According to its principal, Melanie Manley, the Lithia Springs school was among the top 10 percent of schools in the state for making the most progress in improving the performance of the “all students” group designation on statewide assessments during the last three years. The school was among 156 statewide given the designation, according to an education department release.
The honor is even more noteworthy as, in addition to a high percentage of its students being from what Manley described as economically challenged families, many are also transient students. “Due to the transient nature of their families, we have some students who are here for only a few days while others stay from kindergarten through the sixth grade,” Manley said.
Last year, for example, only 16 students who entered in kindergarten remained there through the sixth grade. Manley, who is in her second year as principal, and assistant principal Patty Hadley credited the school’s academic success to a unified school approach to education.

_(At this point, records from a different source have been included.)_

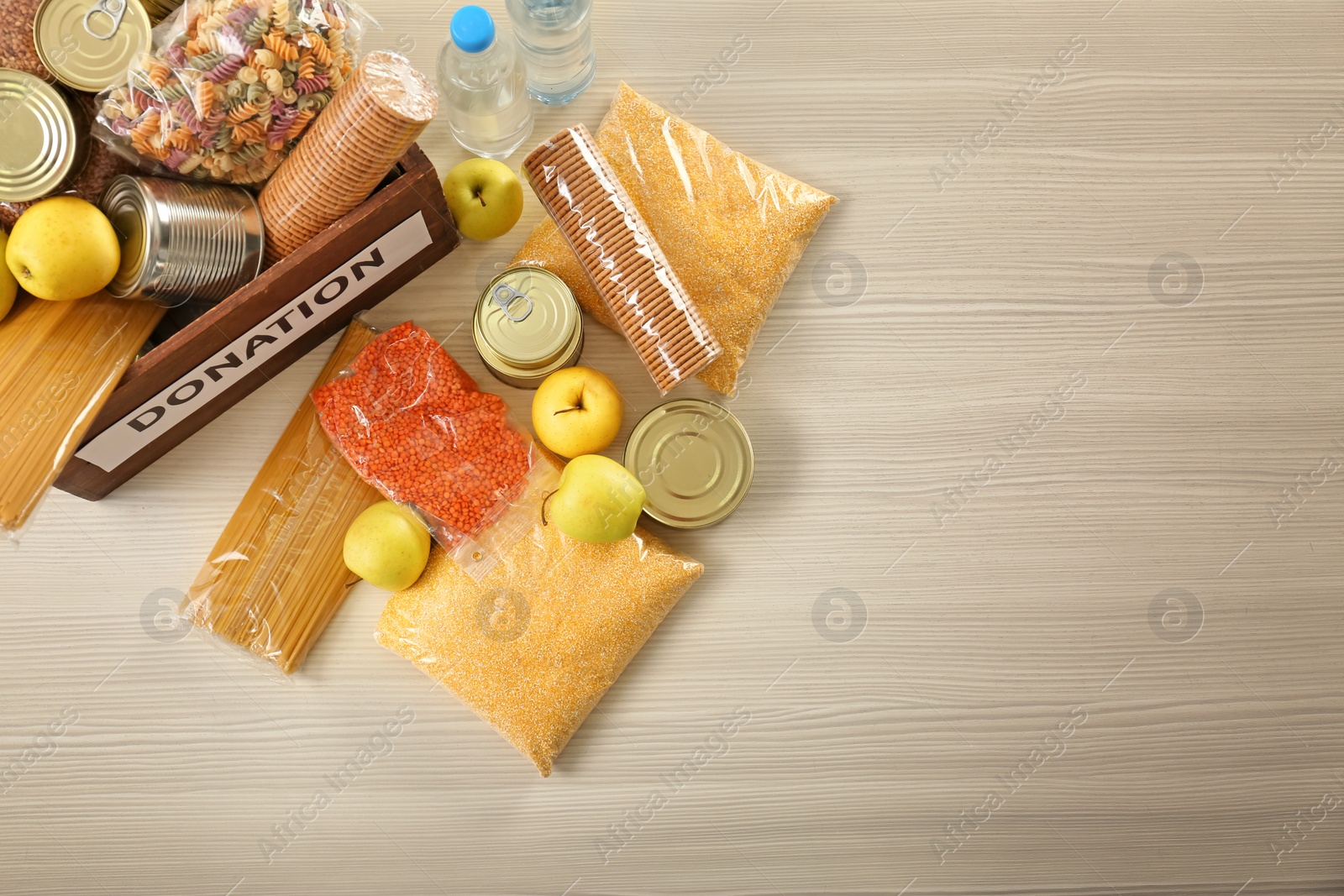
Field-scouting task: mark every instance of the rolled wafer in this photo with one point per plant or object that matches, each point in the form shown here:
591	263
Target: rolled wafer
367	127
580	190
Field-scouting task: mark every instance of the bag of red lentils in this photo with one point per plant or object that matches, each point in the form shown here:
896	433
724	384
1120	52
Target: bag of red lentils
414	425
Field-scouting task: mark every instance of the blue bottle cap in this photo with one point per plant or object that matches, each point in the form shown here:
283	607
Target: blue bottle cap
472	29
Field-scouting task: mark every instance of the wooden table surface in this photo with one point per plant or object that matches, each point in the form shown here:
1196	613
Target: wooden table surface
1037	589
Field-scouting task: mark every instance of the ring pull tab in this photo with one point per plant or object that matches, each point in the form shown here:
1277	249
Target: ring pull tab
506	296
114	9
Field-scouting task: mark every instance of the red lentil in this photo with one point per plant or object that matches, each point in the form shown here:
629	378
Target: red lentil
416	426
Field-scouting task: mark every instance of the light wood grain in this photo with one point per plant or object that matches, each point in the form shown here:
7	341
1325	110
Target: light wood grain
983	633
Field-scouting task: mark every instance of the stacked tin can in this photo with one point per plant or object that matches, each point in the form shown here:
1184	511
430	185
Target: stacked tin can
528	325
183	242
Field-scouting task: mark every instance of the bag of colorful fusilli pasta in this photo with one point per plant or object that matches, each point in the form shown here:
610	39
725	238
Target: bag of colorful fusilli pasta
230	85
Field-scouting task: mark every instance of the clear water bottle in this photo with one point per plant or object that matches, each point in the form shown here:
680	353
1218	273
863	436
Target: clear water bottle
484	86
557	45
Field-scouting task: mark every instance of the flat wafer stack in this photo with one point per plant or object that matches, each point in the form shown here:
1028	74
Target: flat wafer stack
582	194
370	123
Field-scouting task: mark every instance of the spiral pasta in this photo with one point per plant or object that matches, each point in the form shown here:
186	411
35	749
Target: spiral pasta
228	94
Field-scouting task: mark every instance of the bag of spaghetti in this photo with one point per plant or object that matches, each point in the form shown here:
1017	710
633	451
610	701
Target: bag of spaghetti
60	363
230	86
277	574
534	644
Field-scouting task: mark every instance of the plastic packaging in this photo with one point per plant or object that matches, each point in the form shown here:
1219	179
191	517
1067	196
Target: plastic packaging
484	83
351	147
620	255
732	228
230	86
557	45
416	426
277	575
534	645
58	364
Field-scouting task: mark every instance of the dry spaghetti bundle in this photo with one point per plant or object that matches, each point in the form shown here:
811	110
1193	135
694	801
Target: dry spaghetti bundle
58	364
276	575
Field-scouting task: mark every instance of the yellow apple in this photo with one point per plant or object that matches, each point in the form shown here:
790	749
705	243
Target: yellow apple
387	547
597	500
8	285
577	411
486	197
64	248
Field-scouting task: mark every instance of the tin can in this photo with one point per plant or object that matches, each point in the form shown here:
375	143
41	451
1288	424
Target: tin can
694	459
183	242
89	45
528	325
45	139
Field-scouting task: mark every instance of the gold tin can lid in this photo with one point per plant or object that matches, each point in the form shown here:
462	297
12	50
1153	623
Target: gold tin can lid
89	45
694	459
40	144
528	325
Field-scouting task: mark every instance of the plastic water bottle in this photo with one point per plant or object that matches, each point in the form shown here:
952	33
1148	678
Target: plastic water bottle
557	45
484	85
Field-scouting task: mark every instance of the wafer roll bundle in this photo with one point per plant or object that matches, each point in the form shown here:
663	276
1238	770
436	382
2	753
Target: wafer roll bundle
620	255
370	123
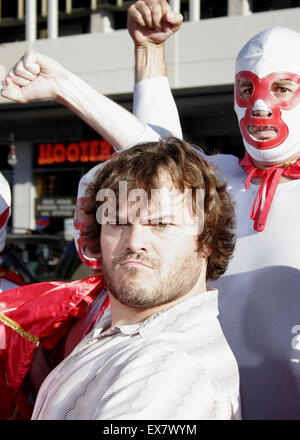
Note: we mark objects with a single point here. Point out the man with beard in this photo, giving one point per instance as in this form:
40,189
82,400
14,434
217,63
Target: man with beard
160,223
259,304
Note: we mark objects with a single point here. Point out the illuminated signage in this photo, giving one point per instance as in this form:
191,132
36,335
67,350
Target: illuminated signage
84,151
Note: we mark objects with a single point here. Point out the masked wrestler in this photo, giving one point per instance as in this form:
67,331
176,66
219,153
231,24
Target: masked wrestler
260,290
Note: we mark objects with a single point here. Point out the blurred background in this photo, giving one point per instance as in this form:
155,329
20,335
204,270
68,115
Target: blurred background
45,148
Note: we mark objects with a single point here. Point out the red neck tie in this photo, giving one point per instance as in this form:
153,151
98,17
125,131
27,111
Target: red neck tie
271,178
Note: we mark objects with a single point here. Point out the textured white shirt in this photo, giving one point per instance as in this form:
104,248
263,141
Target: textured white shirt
260,292
176,364
6,285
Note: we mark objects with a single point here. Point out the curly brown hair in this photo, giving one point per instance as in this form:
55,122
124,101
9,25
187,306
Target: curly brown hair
141,167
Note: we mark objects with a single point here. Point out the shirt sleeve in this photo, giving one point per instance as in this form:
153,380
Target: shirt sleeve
158,385
153,103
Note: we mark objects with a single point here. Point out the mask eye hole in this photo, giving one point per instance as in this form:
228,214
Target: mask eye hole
284,89
245,87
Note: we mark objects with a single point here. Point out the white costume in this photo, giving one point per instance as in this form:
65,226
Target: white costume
5,203
148,370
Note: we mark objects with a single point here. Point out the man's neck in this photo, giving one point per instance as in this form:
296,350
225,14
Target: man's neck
267,165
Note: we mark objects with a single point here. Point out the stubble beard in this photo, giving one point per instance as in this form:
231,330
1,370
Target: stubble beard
122,284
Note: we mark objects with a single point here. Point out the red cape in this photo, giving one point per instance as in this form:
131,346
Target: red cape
32,314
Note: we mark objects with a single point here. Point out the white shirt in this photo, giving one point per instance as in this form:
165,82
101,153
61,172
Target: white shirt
260,292
174,365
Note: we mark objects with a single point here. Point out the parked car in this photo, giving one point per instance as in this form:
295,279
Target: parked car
41,257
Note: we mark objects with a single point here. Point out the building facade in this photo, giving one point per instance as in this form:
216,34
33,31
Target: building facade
89,37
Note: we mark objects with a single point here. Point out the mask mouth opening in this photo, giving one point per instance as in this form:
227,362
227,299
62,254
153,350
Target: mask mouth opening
262,133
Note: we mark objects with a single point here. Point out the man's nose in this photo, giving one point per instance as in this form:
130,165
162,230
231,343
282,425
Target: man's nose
136,239
261,110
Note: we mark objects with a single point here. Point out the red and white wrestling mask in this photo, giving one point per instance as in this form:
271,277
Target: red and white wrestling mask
267,94
80,221
5,202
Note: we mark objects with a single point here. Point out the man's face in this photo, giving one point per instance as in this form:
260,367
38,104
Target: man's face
268,112
154,260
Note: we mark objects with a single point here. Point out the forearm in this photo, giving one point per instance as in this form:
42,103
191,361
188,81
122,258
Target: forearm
113,122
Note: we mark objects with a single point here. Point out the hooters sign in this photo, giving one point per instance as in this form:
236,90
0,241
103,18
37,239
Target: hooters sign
84,151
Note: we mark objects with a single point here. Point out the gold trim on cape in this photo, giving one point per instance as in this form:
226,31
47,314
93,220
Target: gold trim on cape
17,328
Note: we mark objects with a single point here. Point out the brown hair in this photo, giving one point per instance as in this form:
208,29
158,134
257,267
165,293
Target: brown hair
141,167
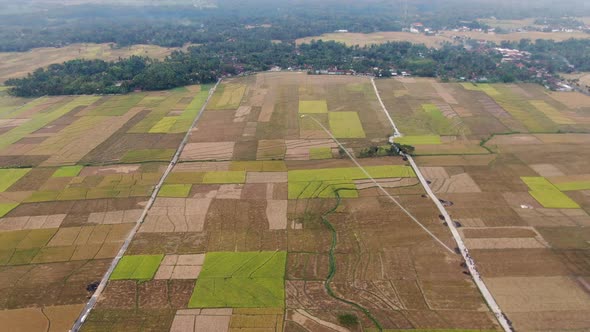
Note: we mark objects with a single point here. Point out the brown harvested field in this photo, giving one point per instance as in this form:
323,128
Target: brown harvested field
436,41
68,219
15,64
208,151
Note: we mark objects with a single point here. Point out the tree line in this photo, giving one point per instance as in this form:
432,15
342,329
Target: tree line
54,25
206,63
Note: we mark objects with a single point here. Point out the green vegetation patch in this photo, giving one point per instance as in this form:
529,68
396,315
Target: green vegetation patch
553,114
67,171
137,267
7,207
227,97
42,196
322,189
185,177
241,280
41,119
222,177
164,125
259,166
419,140
313,106
137,156
175,190
9,176
547,194
573,186
323,183
346,125
26,239
117,105
320,153
185,120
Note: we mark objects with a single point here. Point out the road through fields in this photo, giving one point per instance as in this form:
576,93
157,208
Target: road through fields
103,282
460,244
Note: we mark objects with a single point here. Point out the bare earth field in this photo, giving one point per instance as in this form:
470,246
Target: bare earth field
18,64
523,204
76,173
437,41
249,182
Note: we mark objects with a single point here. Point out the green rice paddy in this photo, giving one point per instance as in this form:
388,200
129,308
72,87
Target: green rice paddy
40,120
320,153
137,267
175,190
346,125
241,280
259,166
419,140
548,195
6,207
227,97
10,176
137,156
67,171
313,106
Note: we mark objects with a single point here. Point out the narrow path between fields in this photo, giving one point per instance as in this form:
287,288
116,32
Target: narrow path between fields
500,316
103,282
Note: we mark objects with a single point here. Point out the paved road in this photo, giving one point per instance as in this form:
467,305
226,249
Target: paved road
103,282
460,244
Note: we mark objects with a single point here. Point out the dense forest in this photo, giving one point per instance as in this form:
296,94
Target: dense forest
24,26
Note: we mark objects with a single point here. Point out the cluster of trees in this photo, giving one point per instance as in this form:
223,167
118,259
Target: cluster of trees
565,56
206,63
47,24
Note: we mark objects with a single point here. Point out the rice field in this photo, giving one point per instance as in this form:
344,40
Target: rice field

“Whatever existing needs our students may have, we try to meet those needs as a unified team, from our school staff and teachers to the parents of our students,” Manley said.
“Although our children may be in different classes with different teachers, we view them as our children and our responsibility and not just that of their individual teachers.”
Douglas County Schools Superintendent Gordon Pritz said he was pleased with the school being recognized at the state level for its academic achievement.
“The teachers have demonstrated a strong focus on student achievement in a caring, supportive environment,” he said.
The school, which was built in 1939 and originally named Lithia Springs School, was renamed for its first principal.
Douglas County Schools Title I Coordinator Lisa Dunnigan said she was elated the school had achieved state recognition.
“Many demands and challenges are placed on educators as they strive to do their best with students,” she said.